The majority of research advises to eat at least 30 plants per week. It sounds like a lot. But it’s really not that difficult with a plant-based diet. And here is why: all plants count including spices & herbs, plus different colors of vegetables deliver different phytonutrients so I count them as different species. If you are used to buying white cabbage, grab a purple cabbage the next time. Or swap your regular oranges to blood oranges. I look at this as some kind of game and get very excited when I find a different color of a familiar vegetable. Kids love doing this too and are more likely to give it a try if they chose the plants at the store. Stews and casseroles are great ways to add a lot of veggie, herbs and spices varieties without cooking a lot of different meals.

What are the plant groups we should be focusing on? Vegetables, fruits, berries, herbs & greens, spices, mushrooms, beans and legumes, nuts & seeds, grains. That is quite a list to choose from!

Important items to keep in mind when we talk about plant-based healthy diet:

Concentrate on wholesome ingredients. When we talk about plants, an important rule is to buy unprocessed wholesome plants, organic and local if possible. If you are adding animal protein, stick to grass-fed meat and wild fish. I remember listening to one of the stories written and read by Stewart McLean, a Canadian radio broadcaster and author of the CBC Radio program The Vinyl Cafe. The series is about the fictional family: mom, dad and two kids. In this episode the son who is old enough to stay home by himself overnight for the first time makes dinner of “two veggies and a protein”. Sounds quite healthy? He was eating popcorn, chips and hot dog. The point here is that not all plants come to us in their original form. 
Try to eat seasonally. Although most fruits and vegetables are available to us year-round, buying and cooking what’s in season will ensure you are getting the fresher, more nutrient dense produce. It will also get your body more in balance with the earth cycles. 
Plant-based diet does not necessarily excludes meat or fish. But I always say: treat meat as a condiment than as a focus of your meal. Make a bucket of salad and add a piece of grilled salmon.
When you decide to focus on plants that are not processed, it means significantly reducing the consumption of white sugar and flour as both of these substances are highly processed and do not deliver any nutrients except for a very sharp spike of blood sugar. Luckily, there are a lot of alternatives on the market now. They are delicious and made of health-ish ingredients. They still should be consumed as a treat and pay attention to the ingredients list. Some brands only look healthy until you read the label.
So where do you start? Eat a rainbow. The more colors you have on your plate the more nutrient dense your meal is. Avoid anything packaged and anything with a long list of ingredients especially the once you cannot pronounce. Try to choose local and organic, in season plants. Look into pasta options. There are tons of varieties from cauliflower to edamame-based. If you do want regular pasta look into sourdough options. 

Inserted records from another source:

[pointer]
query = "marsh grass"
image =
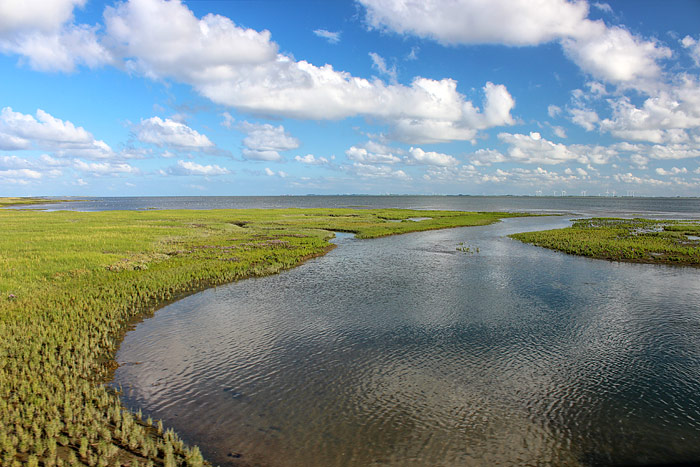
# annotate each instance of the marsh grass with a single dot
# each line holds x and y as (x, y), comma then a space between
(71, 282)
(631, 240)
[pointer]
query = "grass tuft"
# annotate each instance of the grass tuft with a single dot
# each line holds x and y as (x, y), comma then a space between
(72, 282)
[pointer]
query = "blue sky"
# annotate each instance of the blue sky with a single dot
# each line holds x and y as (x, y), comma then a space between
(522, 97)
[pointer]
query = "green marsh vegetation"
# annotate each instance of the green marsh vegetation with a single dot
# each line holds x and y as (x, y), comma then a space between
(71, 282)
(632, 240)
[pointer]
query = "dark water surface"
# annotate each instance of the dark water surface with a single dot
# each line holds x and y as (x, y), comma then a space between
(404, 351)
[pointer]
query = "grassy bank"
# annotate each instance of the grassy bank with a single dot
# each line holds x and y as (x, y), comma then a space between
(631, 240)
(71, 282)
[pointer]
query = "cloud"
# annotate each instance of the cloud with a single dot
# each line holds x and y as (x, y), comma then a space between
(418, 156)
(609, 53)
(265, 142)
(664, 117)
(105, 168)
(383, 155)
(379, 64)
(242, 68)
(46, 132)
(533, 149)
(43, 33)
(559, 131)
(693, 46)
(331, 37)
(613, 54)
(170, 133)
(508, 22)
(271, 173)
(498, 103)
(672, 171)
(583, 117)
(228, 120)
(376, 171)
(553, 111)
(604, 7)
(184, 47)
(310, 159)
(19, 176)
(185, 168)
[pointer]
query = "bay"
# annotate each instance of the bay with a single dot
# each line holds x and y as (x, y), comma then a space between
(405, 351)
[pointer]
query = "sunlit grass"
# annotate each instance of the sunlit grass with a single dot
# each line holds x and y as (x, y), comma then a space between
(70, 282)
(632, 240)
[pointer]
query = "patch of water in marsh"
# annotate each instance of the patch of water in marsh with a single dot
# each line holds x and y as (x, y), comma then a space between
(405, 351)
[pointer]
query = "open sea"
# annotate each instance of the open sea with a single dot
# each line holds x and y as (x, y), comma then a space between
(405, 351)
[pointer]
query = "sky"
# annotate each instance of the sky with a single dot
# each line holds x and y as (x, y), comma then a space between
(276, 97)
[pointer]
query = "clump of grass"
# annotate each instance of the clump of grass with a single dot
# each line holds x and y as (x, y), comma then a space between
(631, 240)
(71, 282)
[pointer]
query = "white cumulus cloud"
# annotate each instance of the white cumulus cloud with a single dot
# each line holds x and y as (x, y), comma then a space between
(170, 133)
(609, 53)
(192, 168)
(265, 142)
(330, 36)
(46, 132)
(419, 156)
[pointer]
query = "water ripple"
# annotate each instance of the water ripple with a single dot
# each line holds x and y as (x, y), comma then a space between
(391, 352)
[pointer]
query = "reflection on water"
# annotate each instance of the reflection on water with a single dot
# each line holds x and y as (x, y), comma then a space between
(406, 351)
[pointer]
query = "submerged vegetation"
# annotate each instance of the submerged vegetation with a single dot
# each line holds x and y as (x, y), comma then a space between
(71, 282)
(632, 240)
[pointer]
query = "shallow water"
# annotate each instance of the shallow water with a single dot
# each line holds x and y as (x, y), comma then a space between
(679, 208)
(405, 351)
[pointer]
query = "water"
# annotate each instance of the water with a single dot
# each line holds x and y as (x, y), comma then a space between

I usually do not have strict rules on the portions. Once you eat plant-based the calories and size of the meal doesn’t matter as much. Some of my clients do better with stricter instructions though. So I usually advise to get most of your 30 plants from vegetables and greens (50%), beans and legumes 20%, mushrooms and berries 20% and fruits and nuts 10%. 

More importantly, do not take yourself that seriously. Experiment with plants, textures, colors and combinations. Some will pleasantly surprise you and some you won’t like even tiny bit. It is an amazing life-long experiment worth committing and waking up to every day.